While more than half of the clergy members at the assembly voted to allow same-sex unions, it failed to pass by the required two-thirds majority Friday.
Some archbishops needed to catch up, and that was the depressing thing for me.
– Bishop John Chapman
Bishop John Chapman told CBC’s Ottawa Morning he found the result “extremely disappointing.”
“Some archbishops needed to catch up, and that was the depressing thing for me, and the part that was sad for me is that that reality still exists,” Chapman said.
The Anglican Church voted in favour of recognizing same-sex marriage at its national assembly three years ago, but needed to confirm that decision on Friday in order for it to become law.
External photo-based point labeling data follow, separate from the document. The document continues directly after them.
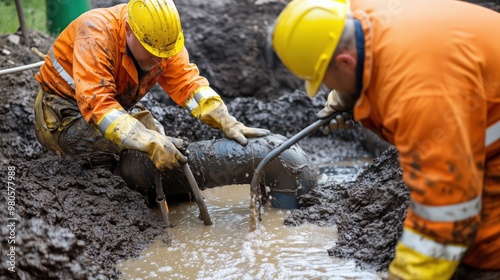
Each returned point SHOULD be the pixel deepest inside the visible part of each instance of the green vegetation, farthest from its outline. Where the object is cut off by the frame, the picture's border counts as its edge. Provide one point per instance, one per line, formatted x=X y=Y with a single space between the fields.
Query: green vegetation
x=34 y=15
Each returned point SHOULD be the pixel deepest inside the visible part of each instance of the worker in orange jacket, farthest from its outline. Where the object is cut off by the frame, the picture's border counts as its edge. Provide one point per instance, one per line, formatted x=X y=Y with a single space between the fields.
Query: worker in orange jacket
x=424 y=75
x=99 y=68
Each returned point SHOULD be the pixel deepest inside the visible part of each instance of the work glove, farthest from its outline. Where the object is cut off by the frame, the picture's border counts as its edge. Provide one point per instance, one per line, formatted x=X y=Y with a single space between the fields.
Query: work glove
x=128 y=133
x=220 y=118
x=337 y=103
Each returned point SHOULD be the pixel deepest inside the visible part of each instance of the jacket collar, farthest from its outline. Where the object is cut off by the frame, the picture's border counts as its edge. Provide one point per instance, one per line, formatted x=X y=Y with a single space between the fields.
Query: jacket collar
x=362 y=107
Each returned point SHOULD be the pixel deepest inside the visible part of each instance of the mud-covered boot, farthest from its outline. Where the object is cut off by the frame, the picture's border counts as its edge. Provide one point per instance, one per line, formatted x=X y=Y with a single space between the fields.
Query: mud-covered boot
x=139 y=172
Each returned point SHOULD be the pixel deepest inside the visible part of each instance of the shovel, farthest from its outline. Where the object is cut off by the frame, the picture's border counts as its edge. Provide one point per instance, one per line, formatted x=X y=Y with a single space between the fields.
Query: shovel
x=197 y=194
x=255 y=184
x=160 y=199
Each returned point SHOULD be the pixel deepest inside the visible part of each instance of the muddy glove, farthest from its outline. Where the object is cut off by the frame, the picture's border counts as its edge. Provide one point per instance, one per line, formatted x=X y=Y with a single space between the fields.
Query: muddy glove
x=128 y=133
x=337 y=103
x=211 y=110
x=233 y=129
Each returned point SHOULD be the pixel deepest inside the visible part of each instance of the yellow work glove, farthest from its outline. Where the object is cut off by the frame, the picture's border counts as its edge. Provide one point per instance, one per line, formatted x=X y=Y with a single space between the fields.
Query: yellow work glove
x=337 y=103
x=128 y=133
x=220 y=118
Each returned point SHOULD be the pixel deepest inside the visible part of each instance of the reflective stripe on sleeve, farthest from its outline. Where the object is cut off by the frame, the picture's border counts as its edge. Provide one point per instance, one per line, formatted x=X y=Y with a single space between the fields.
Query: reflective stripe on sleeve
x=108 y=119
x=431 y=248
x=448 y=213
x=202 y=93
x=492 y=134
x=66 y=77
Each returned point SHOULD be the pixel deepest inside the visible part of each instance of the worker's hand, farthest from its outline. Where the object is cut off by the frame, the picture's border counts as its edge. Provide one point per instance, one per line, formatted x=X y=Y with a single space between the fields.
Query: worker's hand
x=128 y=133
x=164 y=151
x=337 y=103
x=219 y=117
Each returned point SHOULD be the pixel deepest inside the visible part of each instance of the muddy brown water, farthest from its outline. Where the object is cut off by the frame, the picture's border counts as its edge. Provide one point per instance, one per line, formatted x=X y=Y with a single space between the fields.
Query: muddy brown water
x=228 y=250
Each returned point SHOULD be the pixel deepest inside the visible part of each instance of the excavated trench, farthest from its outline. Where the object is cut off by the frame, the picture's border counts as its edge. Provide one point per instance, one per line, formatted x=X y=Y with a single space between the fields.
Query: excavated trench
x=75 y=221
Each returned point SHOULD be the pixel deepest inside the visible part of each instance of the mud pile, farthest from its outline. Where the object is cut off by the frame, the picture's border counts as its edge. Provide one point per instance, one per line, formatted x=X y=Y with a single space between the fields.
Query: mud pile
x=368 y=212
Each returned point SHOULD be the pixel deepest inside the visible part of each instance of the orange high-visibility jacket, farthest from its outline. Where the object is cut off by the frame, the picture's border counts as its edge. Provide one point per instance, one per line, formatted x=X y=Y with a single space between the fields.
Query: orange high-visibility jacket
x=89 y=63
x=431 y=86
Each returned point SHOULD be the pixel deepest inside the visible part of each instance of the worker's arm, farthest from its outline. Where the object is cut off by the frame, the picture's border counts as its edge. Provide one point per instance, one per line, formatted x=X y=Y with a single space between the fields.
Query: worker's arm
x=207 y=106
x=187 y=88
x=440 y=139
x=95 y=92
x=128 y=133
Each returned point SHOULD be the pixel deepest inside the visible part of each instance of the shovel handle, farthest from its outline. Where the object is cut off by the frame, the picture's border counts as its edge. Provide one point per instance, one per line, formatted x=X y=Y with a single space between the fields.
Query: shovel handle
x=197 y=194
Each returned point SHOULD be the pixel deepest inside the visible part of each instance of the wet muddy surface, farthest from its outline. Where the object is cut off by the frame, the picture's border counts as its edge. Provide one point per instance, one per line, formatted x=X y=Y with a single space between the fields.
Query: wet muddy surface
x=75 y=221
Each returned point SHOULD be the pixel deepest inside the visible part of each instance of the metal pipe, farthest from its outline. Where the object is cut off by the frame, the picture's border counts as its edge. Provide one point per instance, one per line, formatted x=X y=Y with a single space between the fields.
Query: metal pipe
x=222 y=162
x=22 y=22
x=255 y=193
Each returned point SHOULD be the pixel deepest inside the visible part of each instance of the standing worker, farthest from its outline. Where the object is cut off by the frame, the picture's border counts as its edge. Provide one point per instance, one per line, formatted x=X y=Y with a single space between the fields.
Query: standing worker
x=99 y=68
x=424 y=75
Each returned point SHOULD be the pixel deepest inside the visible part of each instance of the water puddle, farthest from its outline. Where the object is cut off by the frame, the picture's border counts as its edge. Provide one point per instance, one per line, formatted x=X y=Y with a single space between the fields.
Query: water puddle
x=227 y=250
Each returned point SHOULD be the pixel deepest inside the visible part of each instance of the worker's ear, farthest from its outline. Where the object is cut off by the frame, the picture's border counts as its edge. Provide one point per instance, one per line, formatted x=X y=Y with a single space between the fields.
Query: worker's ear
x=128 y=31
x=345 y=59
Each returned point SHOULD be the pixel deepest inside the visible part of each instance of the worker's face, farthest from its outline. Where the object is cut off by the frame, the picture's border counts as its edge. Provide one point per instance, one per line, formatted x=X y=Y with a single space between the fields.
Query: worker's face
x=144 y=58
x=341 y=74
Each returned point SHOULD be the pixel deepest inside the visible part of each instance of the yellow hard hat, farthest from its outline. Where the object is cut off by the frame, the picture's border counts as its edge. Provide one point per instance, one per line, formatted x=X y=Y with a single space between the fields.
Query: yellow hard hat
x=305 y=36
x=157 y=25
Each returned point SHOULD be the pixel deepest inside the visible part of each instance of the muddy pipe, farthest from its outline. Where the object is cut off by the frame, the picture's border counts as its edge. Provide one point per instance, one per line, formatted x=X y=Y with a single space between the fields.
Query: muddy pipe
x=222 y=162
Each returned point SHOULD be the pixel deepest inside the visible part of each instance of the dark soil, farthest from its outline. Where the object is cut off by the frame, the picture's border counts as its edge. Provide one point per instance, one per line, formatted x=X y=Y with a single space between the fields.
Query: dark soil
x=74 y=221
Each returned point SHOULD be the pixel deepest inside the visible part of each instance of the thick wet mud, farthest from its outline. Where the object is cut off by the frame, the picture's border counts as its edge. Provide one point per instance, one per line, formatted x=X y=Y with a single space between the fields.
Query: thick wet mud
x=71 y=220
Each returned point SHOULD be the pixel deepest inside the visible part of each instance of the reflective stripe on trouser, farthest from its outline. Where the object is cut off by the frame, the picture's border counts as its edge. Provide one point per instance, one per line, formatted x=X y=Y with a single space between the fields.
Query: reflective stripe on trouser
x=485 y=252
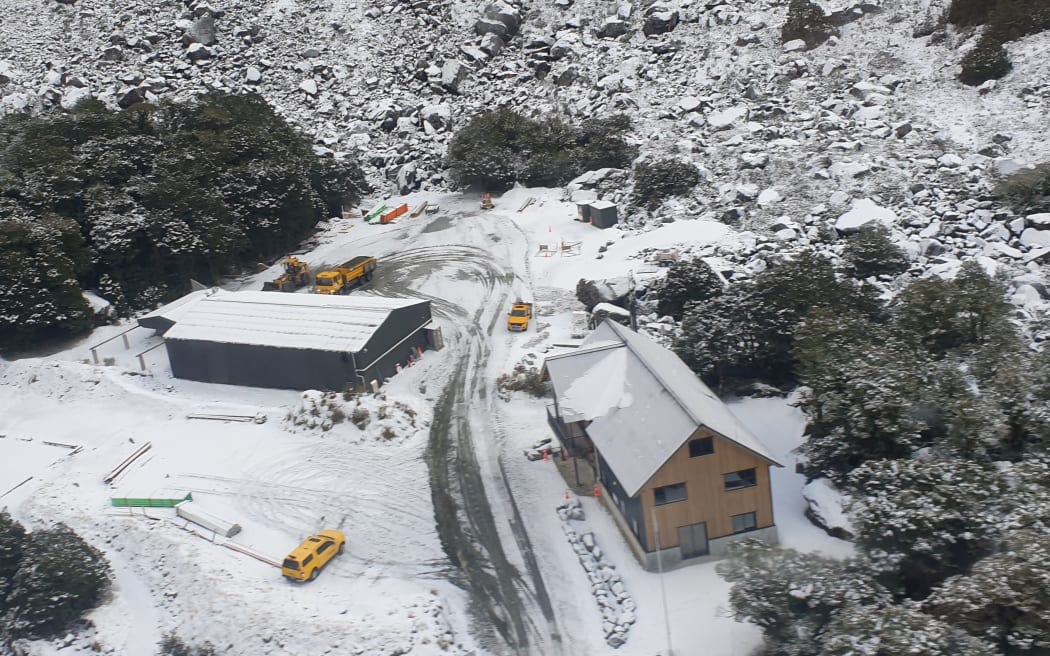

It didn’t, so the matter remains unresolved at the national level.
Chapman said that means bishops can still recognize and perform same sex marriages in their own dioceses.
“I think in a sense it’s to protect the church from itself sometimes,” he said.
Chapman said he’s had conversations with other bishops who oppose same-sex marriage.
“It’s awkward,” he said. “It’s the kind of conversation with people who are entrenched in a particular point of view, and it goes as far as these conversations typically go.”
Chapman said he’s concerned the headlines stemming from Friday’s vote will give Canadians the wrong idea about the church.
“Morally, legally and emotionally, 85 per cent of the leadership of the church that gathered in Vancouver in the last week is affirming,” he said.